The situation presented in this demo was an interactive take on the classic love triangle, and took place in camp, where you'll take a breather between missions and get to better know your party members. Your character is a Grey Warden, and being the beefy knight in blood-soaked armor type, he can't help but attract all the women around him. In this case, it was a duel for his affections between Leilana, a fiery-haired archer, and Morrigan, the amorous sorceress just dying to coax the manly party leader into her tent.
The second is at GayGamer:
Unfortunately, there was nothing new there: the devs went on a rather lengthy ramble about how your character can flirt with one pretty lady party member and enter into a romantic dialog.
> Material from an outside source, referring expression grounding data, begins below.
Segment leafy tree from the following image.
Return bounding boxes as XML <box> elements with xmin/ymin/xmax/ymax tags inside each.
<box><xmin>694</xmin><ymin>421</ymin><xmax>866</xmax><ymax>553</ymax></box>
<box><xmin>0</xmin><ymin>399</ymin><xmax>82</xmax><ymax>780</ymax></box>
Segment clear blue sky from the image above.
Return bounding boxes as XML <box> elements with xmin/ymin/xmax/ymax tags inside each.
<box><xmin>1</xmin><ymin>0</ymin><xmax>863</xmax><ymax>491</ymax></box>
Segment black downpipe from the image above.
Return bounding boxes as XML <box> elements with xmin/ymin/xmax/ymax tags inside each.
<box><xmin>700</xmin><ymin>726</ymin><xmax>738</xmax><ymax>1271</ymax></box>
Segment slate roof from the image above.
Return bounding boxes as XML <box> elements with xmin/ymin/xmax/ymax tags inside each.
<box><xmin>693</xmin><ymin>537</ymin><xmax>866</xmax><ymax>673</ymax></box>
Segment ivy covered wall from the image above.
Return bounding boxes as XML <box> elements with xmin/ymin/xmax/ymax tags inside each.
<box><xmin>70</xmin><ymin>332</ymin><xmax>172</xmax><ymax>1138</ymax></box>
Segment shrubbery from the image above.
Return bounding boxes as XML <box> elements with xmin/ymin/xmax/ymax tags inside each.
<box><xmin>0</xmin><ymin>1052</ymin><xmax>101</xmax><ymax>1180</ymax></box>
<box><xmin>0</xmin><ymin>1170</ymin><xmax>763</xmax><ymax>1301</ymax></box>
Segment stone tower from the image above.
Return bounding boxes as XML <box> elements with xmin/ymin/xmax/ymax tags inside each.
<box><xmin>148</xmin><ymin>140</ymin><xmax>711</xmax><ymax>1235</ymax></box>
But if your character flirts with another lady party member, the devious Morrigan (whose voice was, I believe, that of scifi queen Claudia Black), the first pretty lady will get angry and force you to choose between the two pretty ladies.
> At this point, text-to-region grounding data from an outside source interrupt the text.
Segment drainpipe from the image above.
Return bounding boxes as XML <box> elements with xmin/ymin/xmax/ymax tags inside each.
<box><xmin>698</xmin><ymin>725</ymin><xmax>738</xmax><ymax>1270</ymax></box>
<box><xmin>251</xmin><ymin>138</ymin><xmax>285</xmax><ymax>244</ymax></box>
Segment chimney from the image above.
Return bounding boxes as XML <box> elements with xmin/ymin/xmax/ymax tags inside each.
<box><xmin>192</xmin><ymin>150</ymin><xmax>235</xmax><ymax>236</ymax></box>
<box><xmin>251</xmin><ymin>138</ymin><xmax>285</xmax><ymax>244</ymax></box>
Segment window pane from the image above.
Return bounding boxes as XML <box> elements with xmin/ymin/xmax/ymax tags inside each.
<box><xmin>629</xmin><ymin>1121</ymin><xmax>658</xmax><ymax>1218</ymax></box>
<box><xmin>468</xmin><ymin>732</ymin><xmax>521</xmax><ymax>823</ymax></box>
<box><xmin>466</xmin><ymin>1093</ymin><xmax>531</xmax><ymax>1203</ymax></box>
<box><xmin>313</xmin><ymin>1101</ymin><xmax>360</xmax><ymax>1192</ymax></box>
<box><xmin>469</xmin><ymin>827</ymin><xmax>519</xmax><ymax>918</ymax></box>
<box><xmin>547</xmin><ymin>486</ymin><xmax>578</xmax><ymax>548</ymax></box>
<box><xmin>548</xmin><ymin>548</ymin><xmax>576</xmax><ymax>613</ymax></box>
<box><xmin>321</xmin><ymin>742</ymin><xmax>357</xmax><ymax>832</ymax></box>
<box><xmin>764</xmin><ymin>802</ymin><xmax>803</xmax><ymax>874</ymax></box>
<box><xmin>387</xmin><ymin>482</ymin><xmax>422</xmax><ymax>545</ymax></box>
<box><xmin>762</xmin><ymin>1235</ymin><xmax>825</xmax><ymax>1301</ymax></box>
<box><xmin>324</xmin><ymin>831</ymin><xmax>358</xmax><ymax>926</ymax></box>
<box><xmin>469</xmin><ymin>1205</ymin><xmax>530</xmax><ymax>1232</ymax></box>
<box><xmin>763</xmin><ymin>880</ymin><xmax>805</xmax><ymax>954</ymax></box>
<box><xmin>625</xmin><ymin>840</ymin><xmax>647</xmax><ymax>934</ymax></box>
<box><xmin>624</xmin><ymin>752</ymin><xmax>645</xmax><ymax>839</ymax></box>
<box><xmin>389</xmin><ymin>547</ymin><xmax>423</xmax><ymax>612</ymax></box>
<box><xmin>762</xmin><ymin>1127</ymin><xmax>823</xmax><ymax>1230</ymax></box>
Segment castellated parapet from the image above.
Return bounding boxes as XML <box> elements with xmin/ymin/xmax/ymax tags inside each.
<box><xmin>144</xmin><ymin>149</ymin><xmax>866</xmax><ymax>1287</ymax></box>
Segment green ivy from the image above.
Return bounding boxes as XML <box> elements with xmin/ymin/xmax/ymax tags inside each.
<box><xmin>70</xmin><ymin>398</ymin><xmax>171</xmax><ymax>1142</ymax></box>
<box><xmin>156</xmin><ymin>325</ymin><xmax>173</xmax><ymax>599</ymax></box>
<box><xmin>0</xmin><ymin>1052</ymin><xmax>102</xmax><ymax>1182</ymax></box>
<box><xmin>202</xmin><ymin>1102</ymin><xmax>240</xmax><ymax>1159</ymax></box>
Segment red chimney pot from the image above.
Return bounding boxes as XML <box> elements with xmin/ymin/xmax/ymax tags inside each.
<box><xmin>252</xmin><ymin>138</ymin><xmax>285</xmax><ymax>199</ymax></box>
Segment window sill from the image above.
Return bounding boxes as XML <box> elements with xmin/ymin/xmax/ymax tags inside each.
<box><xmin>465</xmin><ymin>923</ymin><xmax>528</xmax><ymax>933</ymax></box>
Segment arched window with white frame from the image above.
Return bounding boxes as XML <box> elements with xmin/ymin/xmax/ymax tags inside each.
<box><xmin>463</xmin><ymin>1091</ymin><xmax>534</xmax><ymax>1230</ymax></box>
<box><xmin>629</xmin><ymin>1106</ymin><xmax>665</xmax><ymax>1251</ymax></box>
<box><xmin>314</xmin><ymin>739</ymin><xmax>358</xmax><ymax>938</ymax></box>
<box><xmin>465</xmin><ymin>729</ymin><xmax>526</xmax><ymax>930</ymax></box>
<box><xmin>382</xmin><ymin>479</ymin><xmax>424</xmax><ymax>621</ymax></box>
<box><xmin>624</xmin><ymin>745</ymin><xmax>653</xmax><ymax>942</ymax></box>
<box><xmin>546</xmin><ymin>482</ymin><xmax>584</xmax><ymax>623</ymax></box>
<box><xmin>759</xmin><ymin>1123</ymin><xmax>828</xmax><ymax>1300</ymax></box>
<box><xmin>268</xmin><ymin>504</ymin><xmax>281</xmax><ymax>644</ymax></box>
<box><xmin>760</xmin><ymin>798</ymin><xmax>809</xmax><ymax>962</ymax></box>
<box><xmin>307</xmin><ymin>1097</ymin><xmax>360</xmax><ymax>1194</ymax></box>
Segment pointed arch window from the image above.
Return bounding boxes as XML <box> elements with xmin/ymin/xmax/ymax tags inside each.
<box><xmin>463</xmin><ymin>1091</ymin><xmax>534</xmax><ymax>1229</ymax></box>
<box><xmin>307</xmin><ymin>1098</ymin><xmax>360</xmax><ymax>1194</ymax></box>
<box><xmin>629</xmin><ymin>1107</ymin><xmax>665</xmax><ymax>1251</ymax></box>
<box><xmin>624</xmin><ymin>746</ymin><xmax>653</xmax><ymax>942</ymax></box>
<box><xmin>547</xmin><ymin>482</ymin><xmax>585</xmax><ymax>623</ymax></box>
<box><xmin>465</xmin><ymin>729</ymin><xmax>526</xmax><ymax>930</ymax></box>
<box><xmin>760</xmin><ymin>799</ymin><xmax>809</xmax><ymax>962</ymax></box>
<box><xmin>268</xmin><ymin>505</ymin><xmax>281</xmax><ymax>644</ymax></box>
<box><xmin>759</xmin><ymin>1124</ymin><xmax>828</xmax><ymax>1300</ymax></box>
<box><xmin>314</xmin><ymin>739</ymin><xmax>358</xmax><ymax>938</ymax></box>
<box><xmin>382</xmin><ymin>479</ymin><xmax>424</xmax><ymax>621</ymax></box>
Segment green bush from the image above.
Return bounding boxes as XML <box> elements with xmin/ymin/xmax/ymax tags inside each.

That wasn't a new concept back in the Baldur's Gate days, so I was utterly baffled as to why they'd show us some rehashed, par-for-the-RPG-course romance mechanic when Dragon Age is a blast to play and has lots more to offer.
And the third is at Giant Bomb:
Given Dragon Age's complexity, I've been really curious how well the game will play on a console controller ever since BioWare announced the game will hit the Xbox 360 and PlayStation 3 at the same time as the PC game. At E3 this week, I got at least a tentative answer, since BioWare let me check out a brief demo of the 360 game.
I'll answer the big question first: How do you manage all those abilities and attacks on a gamepad? You can map three abilities to the face buttons (one each to X, Y, and B) and then a second set of three abilities, toggling between the two sets of three by holding a trigger. Like on the PC, you can pause the combat indefinitely to issue commands to all your party members, and doing this on the console version is how you get to all the rest of your abilities. So you'll have access to the full run of powers here that you'd also have on the PC, you just won't be able to use as many of them in real time without stopping the combat.